A l’inverse, les taux les plus faibles concernent les EPCI des aires urbaines métropolitaines ainsi que les territoires littoraux dont les marchés immobiliers sont tendus. La moitié des métropoles ont moins de 2% de vacance de longue durée dans le parc privé.

 

Cartographie dynamique sur la vacance de longue durée dans le parc privé par EPCI, Data.gouv.fr, Ministère de la Transition écologique.

Conclusion : pour avoir un marché du logement dynamique et moins de vacances de logement, il faudrait attirer des habitants, être plus attractif.

En témoigne également la note de l’Insee Bretagne sur le sujet : « Des logements vacants plus fréquents dans les territoires moins dynamiques », qui met en valeur, comme le souligne la cartographie ci-dessous, les différences de taux de vacances entre le centre Bretagne et la côte.

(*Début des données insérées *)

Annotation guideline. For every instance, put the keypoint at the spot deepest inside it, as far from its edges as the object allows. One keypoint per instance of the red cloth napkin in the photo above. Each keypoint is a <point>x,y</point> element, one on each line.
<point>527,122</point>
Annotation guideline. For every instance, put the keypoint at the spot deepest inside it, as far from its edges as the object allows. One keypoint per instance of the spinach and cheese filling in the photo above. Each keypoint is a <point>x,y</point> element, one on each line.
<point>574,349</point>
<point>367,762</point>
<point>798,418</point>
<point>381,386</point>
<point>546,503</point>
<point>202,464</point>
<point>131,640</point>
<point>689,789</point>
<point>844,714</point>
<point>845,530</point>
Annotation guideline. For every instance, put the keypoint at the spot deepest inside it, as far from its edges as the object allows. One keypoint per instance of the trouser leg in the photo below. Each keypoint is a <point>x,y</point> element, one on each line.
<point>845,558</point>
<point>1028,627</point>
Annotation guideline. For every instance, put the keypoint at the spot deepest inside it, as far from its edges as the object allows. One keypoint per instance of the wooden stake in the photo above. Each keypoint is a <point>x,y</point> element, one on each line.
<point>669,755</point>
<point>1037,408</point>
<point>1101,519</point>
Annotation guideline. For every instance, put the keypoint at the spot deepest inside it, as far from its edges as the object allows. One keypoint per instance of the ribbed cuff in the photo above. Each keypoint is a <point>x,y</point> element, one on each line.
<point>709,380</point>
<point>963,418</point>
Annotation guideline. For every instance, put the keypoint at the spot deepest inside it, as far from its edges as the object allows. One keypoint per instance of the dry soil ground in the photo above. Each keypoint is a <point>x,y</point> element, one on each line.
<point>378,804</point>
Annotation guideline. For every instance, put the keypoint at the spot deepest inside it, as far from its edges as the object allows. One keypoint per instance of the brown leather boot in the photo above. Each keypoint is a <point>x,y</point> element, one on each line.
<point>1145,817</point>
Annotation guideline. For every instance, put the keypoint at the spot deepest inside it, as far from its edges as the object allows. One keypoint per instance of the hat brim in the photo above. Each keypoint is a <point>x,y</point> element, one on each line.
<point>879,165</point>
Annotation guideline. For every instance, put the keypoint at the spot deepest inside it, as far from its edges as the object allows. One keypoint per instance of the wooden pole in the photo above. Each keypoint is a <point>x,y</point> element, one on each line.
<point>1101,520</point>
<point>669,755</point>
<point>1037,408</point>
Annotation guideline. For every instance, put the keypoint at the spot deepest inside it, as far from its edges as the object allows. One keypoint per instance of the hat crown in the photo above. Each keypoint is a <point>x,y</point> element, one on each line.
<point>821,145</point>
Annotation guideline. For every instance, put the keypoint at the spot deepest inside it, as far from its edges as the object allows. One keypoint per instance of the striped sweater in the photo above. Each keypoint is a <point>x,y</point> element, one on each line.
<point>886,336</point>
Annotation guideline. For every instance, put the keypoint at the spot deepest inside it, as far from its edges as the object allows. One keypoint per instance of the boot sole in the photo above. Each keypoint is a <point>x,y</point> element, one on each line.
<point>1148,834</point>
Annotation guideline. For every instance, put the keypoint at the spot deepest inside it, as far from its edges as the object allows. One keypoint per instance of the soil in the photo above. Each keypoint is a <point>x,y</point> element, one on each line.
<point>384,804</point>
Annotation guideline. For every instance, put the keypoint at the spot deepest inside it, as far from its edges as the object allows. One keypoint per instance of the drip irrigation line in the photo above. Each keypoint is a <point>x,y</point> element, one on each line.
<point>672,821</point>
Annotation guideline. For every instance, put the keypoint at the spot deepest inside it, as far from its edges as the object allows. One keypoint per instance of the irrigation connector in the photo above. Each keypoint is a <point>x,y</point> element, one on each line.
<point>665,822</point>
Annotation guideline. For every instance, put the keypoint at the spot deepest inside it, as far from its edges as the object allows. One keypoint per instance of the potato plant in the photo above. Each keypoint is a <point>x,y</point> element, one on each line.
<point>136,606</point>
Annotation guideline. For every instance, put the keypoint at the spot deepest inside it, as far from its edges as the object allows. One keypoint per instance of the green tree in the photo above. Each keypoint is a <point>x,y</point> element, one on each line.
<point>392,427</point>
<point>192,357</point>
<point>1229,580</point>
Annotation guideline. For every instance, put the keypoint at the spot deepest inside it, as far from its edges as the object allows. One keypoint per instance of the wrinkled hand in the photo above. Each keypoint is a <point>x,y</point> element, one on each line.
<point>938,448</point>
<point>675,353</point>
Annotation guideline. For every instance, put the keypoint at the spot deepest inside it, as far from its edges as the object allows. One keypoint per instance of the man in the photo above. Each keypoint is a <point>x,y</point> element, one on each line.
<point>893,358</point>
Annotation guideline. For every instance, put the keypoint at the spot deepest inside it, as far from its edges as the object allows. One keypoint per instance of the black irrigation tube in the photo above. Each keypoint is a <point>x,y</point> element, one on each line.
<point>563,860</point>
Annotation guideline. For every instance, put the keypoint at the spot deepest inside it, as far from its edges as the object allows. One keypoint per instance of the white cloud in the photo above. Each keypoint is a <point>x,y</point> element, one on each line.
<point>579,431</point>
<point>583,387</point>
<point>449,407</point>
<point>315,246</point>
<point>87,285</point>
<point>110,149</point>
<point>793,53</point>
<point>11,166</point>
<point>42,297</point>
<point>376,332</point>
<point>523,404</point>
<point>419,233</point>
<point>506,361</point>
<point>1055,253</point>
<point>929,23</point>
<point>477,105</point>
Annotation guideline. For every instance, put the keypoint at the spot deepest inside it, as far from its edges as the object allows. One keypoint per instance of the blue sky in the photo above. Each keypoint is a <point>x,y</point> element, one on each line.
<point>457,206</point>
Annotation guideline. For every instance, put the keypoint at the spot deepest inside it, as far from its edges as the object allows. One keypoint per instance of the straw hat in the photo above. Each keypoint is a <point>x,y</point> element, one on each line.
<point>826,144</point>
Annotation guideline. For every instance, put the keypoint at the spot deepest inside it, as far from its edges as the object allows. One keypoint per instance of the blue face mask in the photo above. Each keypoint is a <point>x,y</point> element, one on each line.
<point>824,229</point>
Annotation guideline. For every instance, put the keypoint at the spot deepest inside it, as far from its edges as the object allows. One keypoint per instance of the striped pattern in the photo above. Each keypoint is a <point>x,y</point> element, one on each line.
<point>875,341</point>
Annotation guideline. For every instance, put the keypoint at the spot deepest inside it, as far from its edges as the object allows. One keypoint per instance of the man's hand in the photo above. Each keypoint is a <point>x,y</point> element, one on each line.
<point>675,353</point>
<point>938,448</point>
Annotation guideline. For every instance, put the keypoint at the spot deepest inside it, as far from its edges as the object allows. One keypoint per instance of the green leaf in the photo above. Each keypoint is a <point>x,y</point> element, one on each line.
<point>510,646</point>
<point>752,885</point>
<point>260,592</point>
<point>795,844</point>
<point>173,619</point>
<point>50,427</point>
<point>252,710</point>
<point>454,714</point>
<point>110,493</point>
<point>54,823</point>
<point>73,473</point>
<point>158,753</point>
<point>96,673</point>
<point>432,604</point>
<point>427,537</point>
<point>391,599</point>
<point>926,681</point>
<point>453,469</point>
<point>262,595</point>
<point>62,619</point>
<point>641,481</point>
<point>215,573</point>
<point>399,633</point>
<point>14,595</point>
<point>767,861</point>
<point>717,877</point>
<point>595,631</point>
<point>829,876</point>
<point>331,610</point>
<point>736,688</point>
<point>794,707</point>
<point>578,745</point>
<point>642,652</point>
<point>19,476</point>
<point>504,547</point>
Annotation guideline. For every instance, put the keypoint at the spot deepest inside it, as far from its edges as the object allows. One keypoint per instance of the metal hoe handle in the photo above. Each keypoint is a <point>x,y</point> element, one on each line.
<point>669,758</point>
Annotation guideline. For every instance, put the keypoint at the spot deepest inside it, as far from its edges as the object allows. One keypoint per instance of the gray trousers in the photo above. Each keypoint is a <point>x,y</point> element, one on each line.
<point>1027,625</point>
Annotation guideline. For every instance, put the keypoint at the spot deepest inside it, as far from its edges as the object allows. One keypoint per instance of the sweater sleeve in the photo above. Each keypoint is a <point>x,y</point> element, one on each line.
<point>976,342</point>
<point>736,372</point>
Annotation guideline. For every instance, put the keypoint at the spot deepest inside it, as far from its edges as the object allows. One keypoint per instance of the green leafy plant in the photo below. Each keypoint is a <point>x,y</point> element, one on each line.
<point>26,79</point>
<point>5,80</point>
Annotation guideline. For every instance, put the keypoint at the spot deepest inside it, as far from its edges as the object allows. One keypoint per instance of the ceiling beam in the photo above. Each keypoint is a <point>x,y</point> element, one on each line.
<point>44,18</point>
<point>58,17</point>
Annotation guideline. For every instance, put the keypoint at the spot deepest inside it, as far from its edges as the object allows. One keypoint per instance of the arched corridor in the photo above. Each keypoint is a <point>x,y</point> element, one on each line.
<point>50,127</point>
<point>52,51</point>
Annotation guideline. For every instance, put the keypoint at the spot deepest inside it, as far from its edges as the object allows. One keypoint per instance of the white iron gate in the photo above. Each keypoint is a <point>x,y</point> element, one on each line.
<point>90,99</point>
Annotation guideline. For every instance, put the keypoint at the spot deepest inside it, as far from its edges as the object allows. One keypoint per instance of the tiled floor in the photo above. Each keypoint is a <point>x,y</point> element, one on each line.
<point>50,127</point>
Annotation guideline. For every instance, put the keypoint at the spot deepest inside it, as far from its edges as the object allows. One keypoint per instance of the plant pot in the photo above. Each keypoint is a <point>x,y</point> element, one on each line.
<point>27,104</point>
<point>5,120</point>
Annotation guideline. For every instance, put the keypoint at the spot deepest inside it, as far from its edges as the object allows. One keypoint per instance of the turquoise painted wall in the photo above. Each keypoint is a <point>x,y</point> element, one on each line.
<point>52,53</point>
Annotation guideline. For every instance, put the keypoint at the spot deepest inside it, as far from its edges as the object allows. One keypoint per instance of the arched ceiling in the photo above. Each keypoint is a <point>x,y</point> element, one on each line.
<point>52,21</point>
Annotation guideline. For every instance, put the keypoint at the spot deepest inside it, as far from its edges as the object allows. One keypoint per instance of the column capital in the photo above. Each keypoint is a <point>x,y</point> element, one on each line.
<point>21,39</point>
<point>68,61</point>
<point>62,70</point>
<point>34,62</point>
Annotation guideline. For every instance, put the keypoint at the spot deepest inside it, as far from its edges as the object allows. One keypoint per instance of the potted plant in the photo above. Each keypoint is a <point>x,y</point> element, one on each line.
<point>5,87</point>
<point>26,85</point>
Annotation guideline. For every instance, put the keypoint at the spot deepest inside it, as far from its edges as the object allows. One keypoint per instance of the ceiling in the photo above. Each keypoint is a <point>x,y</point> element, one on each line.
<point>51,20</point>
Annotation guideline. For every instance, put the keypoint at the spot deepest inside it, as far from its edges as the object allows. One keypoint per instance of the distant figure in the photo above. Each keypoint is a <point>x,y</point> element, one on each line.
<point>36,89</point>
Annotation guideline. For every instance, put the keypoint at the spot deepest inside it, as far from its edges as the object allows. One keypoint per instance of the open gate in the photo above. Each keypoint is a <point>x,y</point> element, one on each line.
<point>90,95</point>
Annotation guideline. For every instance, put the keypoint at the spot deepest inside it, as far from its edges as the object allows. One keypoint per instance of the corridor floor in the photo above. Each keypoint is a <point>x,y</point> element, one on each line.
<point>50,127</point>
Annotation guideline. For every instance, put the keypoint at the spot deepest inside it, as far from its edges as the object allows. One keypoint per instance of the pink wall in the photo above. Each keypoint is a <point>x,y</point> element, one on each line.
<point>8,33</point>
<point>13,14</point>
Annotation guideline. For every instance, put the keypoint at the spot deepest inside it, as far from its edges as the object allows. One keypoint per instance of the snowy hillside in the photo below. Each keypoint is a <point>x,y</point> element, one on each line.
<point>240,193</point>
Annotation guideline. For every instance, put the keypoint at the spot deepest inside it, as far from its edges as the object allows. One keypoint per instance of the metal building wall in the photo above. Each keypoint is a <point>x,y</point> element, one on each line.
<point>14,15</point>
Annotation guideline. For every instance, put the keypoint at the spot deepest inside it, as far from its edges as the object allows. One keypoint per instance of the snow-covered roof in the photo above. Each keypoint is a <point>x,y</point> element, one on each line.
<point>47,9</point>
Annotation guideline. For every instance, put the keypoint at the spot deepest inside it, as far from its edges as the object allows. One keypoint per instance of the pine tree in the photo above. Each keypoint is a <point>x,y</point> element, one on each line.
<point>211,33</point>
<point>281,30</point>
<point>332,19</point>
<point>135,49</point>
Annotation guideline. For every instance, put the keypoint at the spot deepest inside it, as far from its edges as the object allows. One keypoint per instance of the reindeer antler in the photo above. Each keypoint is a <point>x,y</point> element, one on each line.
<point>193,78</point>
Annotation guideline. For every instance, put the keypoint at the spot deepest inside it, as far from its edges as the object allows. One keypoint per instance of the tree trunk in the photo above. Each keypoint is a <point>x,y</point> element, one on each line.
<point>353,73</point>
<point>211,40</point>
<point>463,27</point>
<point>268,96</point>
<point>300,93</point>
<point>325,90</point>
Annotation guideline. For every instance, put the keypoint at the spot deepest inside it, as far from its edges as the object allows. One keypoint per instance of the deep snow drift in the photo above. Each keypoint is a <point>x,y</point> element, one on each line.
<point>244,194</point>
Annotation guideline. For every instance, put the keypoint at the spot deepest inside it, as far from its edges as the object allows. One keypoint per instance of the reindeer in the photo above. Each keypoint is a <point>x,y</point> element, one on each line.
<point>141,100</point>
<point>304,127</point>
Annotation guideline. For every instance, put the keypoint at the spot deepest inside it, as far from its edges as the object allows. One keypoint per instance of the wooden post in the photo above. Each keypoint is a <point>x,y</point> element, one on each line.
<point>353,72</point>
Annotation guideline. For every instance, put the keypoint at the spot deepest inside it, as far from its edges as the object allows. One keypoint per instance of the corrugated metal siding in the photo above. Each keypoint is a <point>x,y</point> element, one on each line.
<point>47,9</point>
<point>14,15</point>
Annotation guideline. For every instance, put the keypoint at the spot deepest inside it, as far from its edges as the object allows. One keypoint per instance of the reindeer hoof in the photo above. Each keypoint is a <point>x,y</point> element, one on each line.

Au sein de la région Bretagne, le taux de logements vacants est le plus fort dans les Côtes-d’Armor (8,8 %), puis dans le Finistère (7,5 %) et le Morbihan (7,3 %), et le plus faible en Ille-et-Vilaine (6,7 %).

« Des logements vacants plus fréquents dans les territoires moins dynamiques », Insee Bretagne

La vacance de logement est donc proportionnelle à l’attractivité du territoire. Plus un territoire attire des nouveaux résidents, moins ses logements sont vacants. 

C’est d’ailleurs ce qu’explique également ce Livre blanc rédigé par la DDT de l’Indre : « Agir contre la vacance des logements en milieu rural » : “ La revitalisation de nos villages implique une remise en occupation des logements délaissés. La lutte contre la vacance est au croisement de nombreux enjeux de l’aménagement des territoires ruraux. Si la vacance du logement en milieu rural peu dense partage de nombreux points communs avec celle des aires urbaines, elle présente certaines particularités : – une demande réduite en logements – des centralités en perte d’attractivité et progressivement abandonnées – une valeur foncière faible – une proportion importante de ménages âgés – un patrimoine architectural, naturel et agricole qui se dégrade.” 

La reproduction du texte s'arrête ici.